Murta era a personificação da concentração. Os óculos garrafais escorregando para a ponta do nariz, a mão que escreve movendo-se sob incrível velocidade, parando apenas para molhar a pena no nanquim. As sobrancelhas vincadas e gotículas de suor brotando da testa. Era uma corrida contra o tempo.
Porém, quem observasse com maior atenção perceberia que a ponta de sua pena nem chegava a tocar a prova. Na verdade, sua folha já estava totalmente preenchida.
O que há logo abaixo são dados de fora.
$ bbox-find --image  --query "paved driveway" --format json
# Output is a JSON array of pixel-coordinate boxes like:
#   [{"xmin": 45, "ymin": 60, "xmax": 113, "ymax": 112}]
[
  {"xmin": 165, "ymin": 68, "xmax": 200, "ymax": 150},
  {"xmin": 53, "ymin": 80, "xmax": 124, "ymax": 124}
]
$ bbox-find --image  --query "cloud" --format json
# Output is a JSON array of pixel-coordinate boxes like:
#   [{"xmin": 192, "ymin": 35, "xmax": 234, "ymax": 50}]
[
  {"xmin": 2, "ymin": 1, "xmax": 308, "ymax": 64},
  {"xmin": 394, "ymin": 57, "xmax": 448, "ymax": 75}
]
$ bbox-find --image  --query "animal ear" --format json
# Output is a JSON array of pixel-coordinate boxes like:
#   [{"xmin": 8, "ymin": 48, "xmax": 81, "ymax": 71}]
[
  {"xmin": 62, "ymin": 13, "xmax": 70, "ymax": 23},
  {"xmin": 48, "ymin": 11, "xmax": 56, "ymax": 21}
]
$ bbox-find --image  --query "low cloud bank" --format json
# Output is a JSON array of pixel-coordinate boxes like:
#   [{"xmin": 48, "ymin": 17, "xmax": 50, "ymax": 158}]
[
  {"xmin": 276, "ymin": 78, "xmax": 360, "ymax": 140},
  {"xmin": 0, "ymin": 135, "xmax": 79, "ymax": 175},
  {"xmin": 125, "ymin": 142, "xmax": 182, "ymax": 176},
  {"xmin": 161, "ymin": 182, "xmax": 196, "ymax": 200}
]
Era como se a garota estivesse fingindo escrever por cima de suas próprias palavras. Enquanto isto, as palavras apareciam magicamente no pergaminho-resposta do garoto ao lado que nada fazia além de tentar admirar seu reflexo no pote de nanquim. Murta chamava sua invenção de “passa-resposta”. É claro que o único que sabia da existência do artifício era Gilderoy Lockhart, seu melhor amigo. Pronto, prova encerrada. Conseguiu colocar o último ponto bem na hora em que o professor Kettleburn recolheu a prova do amigo.
- Você é a melhor, Murta! – sorriu o garoto dando uma puxadinha de leve em uma de suas marias-chiquinhas. – O que seria da minha inteligência excepcional sem você para fazê-la brilhar?
A ravina nada respondeu, apenas sorriu sem graça. Sempre que Lockhart piscava perdia as palavras. Estavam quase deixando o salão quando um grupo de garotos passou correndo, esbarrando nela propositalmente.
- Murta feiosa!
Enquanto abaixava para recolher os livros derrubados, olhou de esguelha para o amigo esperando algum tipo de defesa. Mas o garoto parecia nem ter percebido o ocorrido. Observava seu reflexo nas paredes de mármore para ajeitar a gravata azul. Tudo bem, ele ficava tão lindo com aquele uniforme mesmo!
Já no jardim, cruzaram com um grupinho de lufanas.
- Olá, meninas! – piscou o garoto, provocando risinhos - Nymphadora, você está particularmente linda hoje!
- É Tonks, Lockhart! – respondeu, debochada. Mas o garoto já estava cumprimentando outro grupo de meninas.
- Sabe, Roy? – começou Murta, quase inaudivelmente – Você nunca disse que eu estava linda... Roy? Estou falando com você!
- Oras, Murtinha, você sabe que você é uma gracinha! – sorriu, puxando de leve sua maria-chiquinha. – Ei, Alice! Sabia que seu cabelo está esplendorosamente maravilhoso?